Slashdot Log In
Millions of Pages Google Hijacked using ODP Feed
Posted by
CmdrTaco
on Wed Mar 23, 2005 10:36 AM
from the well-this-isn't-going-well dept.
from the well-this-isn't-going-well dept.
The Real Nick W writes "Threadwatch reports that millions of pages are being Google Hijacked using the 302 redirect exploit and the ODP's RDF dump. The problem has been around for a couple of years and is just recently starting to make major headlines. By using the Open Directory's data dump of around 4 million sites, and 302'ing each of those sites, the havoc being wreaked on the Google database could have catastrophic effects for both Google and the websites involved."
This discussion has been archived.
No new comments can be posted.
Millions of Pages Google Hijacked using ODP Feed
|
Log In/Create an Account
| Top
| 427 comments
| Search Discussion
The Fine Print: The following comments are owned by whoever posted them. We are not responsible for them in any way.
OMG!!! (Score:1, Funny)
OMG!!! Slashdot's been hijacked too!
Ugh. This is so not true. (Score:2, Informative)
(http://www.google.com/webmasters/)
(Yes, I am GoogleGuy.)
Re:Ugh. This is so not true. (Score:5, Funny)
Re:Ugh. This is so not true. (Score:5, Funny)
(http://theari.com/)
Re:Ugh. This is so not true. (Score:5, Informative)
(http://www.google.com/webmasters/)
Here's the skinny on "302 hijacking" from my point of view, and why you pretty much only hear about it on search engine optimizer sites and webmaster forums. When you see two copies of a url or site (or you see redirects from one site to another), you have to choose a canonical url. There are lots of ways to make that choice, but it often boils down to wanting to choose the url with the most reputation. PageRank is a pretty good proxy for reputation, and incorporating PageRank into the decision for the canonical url helps to choose the right url.
A lot of sites that try to spam search engine indices get caught, and their PageRank goes lower and lower as their reputation suffers. We do a very good job of picking canonical urls for normal sites; sites with their PageRank going toward zero are more likely to have a different canonical url picked, though, and to a webmaster I understand that it can look like "hijacking" even though the base cause is usually your reputation declining. For a long time, it was hard to get anyone to report canonicalization problems, because the site that got "hijacked" would be free-cheap-texas-holdem-plus-viagra-and-payday-lo
But even though I suspected that this issue affected very few sites, we still wanted to collect feedback to see how big of a problem it was, and to see if we could improve our url canonicalization. So starting a while ago, we offered a way to report "302 hijacking" to Google; I mentioned the method on several webmaster forums. You contact user support and use the keyword "canonicalpage" in your report. Then I created a little mailing list with some engineers on it, and user support passes on emails that meet the criteria to the mailing list.

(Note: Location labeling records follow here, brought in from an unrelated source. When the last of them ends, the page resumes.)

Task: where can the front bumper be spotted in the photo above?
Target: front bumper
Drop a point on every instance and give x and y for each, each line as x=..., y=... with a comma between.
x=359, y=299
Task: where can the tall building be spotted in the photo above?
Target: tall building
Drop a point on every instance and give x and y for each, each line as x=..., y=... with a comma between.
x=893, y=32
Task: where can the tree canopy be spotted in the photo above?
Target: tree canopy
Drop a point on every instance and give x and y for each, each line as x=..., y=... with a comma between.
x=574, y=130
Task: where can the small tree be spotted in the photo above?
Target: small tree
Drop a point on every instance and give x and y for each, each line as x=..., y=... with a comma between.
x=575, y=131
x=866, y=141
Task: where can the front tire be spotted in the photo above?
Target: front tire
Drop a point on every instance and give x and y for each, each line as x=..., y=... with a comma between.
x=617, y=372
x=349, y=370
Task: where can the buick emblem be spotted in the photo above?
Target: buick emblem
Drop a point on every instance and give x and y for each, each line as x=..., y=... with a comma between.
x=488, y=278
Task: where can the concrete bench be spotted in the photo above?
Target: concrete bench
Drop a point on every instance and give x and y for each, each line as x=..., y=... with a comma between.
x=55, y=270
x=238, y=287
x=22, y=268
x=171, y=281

So how much reports has all this work (including posting multiple times on lots of webmaster boards to request data) gotten me? The last time I checked, it was under 30. Not a million pages. Not even a hundred reports. Under 30. Don't get me wrong, we're still looking at how we can do better: one engineer proposed a way that might help these sites, and he's got a testset of sites that would be affected by changes in how we canonicalized urls. A few of us have been looking through it to see if we can improve things, but please know that this is not a wildfire issue that will result in the web melting down.
As a side note, I'm getting a little tired of debunking the source of this story (NickW at threadwatch). For example, he claimed that Google had removed Greg Duffy from Google's index. When I pointed out that he was making an assertion of fact without evidence, he started out revising the story by sprinkling in words like "appears" and eventually pulled the story at http://www.threadwatch.org/node/1822 off his front page. But given that this is the third link to NickW's site from Slashdot in the last couple weeks, I'm guessing that he's tasted the Slashdot effect and wants more.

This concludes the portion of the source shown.